The Pill - Preventing Pregnancy : Commonly called "the pill," combined oral contraceptives are the most commonly used form of reversible birth control in the United States. This form of birth control suppresses ovulation (the monthly release of an egg from the ovaries) by the combined actions of the hormones estrogen and progestin. If a woman remembers to take the pill every day as directed, she has an extremely low chance of becoming pregnant in a year. But the pill's effectiveness may be reduced if the woman is taking some medications, such as certain antibiotics. Besides preventing pregnancy, the pill can make periods more regular. It also has a protective effect against pelvic inflammatory disease (PID), an infection of the fallopian tubes or uterus that is a major cause of infertility in women, and against ovarian and endometrial cancers. Birth control pills are considered safe for most women but they carry some risks. Current low-dose pills have fewer risks associated with them than earlier versions. But women who smoke, especially those over 35, and women with certain medical conditions such as a history of blood clots or breast or endometrial cancer, may be advised against taking the pill.

Birth Control Pills : Oral contraceptives (OCs) are medications that prevent pregnancy. They are one type of birth control. OCs may contain combinations of estrogen and progestin or progestin alone. Combinations of estrogen and progestin prevent pregnancy by inhibiting the release of the hormones LH and FSH from the pituitary gland in the brain. LH and FSH play key roles in the development of the egg and preparation of the lining of the uterus for implantation of the embryo. Progestin also makes the uterine mucus that surrounds the egg more difficult for sperm to penetrate and, therefore, for fertilization to take place. In some women, progestin inhibits ovulation (release of the egg). The combination OCs are called "monophasic," "biphasic," or "triphasic." Monophasic OCs deliver the same amount of estrogen and progestin every day. Biphasic OCs deliver the same amount of estrogen every day for the first 21 days of the cycle. During the first half of the cycle, the progestin/estrogen ratio is lower to allow the endometrium to thicken as it normally does. During the second half of the cycle, the progestin/estrogen ratio is higher to allow normal shedding of the lining of the uterus to occur. The triphasic OCs have constant or changing estrogen concentrations and varying progestin concentrations throughout the cycle. There is no evidence that bi- or tri-phasic OCs are superior to monophasic OCs, or vice-versa. OCs are prescribed for the prevention of pregnancy. When taken as directed, OCs fail in less than 1 in every 200 users over the first year of use. OCs also are prescribed to treat mid-cycle pain which some women experience with ovulation. OCs, while regulating the menstrual cycle, reduce menstrual cramps and heavy bleeding, and, because of the reduced bleeding, they may prevent the anemia that can develop in some women. Doctors sometimes prescribe higher doses of OCs for use as "morning after" pills to be taken up to 72 hours after unprotected intercourse to prevent fertilization and pregnancy.

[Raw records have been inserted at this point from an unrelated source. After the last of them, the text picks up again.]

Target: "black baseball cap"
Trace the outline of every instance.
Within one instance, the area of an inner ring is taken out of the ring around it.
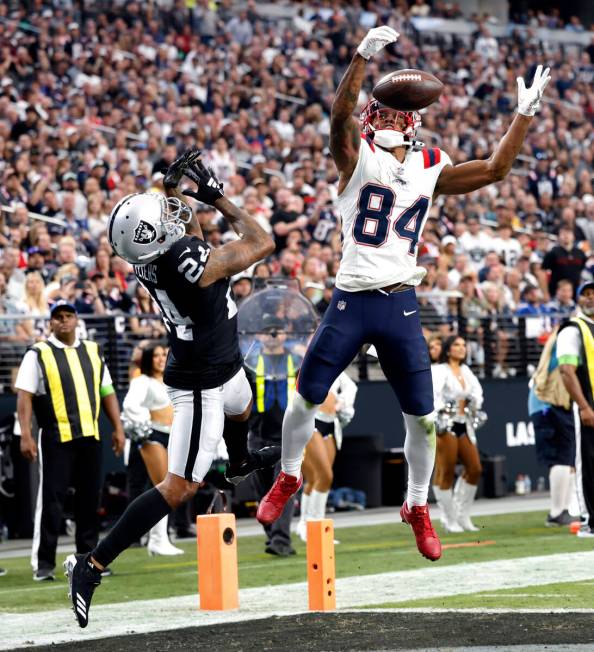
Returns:
[[[58,310],[67,310],[68,312],[73,312],[76,315],[76,308],[74,305],[68,301],[64,301],[64,299],[59,299],[56,301],[56,303],[54,303],[50,310],[50,317],[53,317],[58,312]]]
[[[594,290],[594,281],[587,281],[586,283],[582,283],[577,291],[578,297],[581,297],[586,290]]]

Efficacy : If one hundred women used ECPs correctly in one month, about two women would become pregnant after a single act of intercourse. If no contraception is used about eight women would become pregnant after a single act of intercourse. Therefore, the use of ECPs results in a 75% reduction in the number of pregnancies to be expected if no ECPs were used after unprotected intercourse. Notably, some clinical trials have shown that efficacy was greatest when ECPs were taken within 24 hours of unprotected intercourse, decreasing somewhat during each subsequent 24-hour period.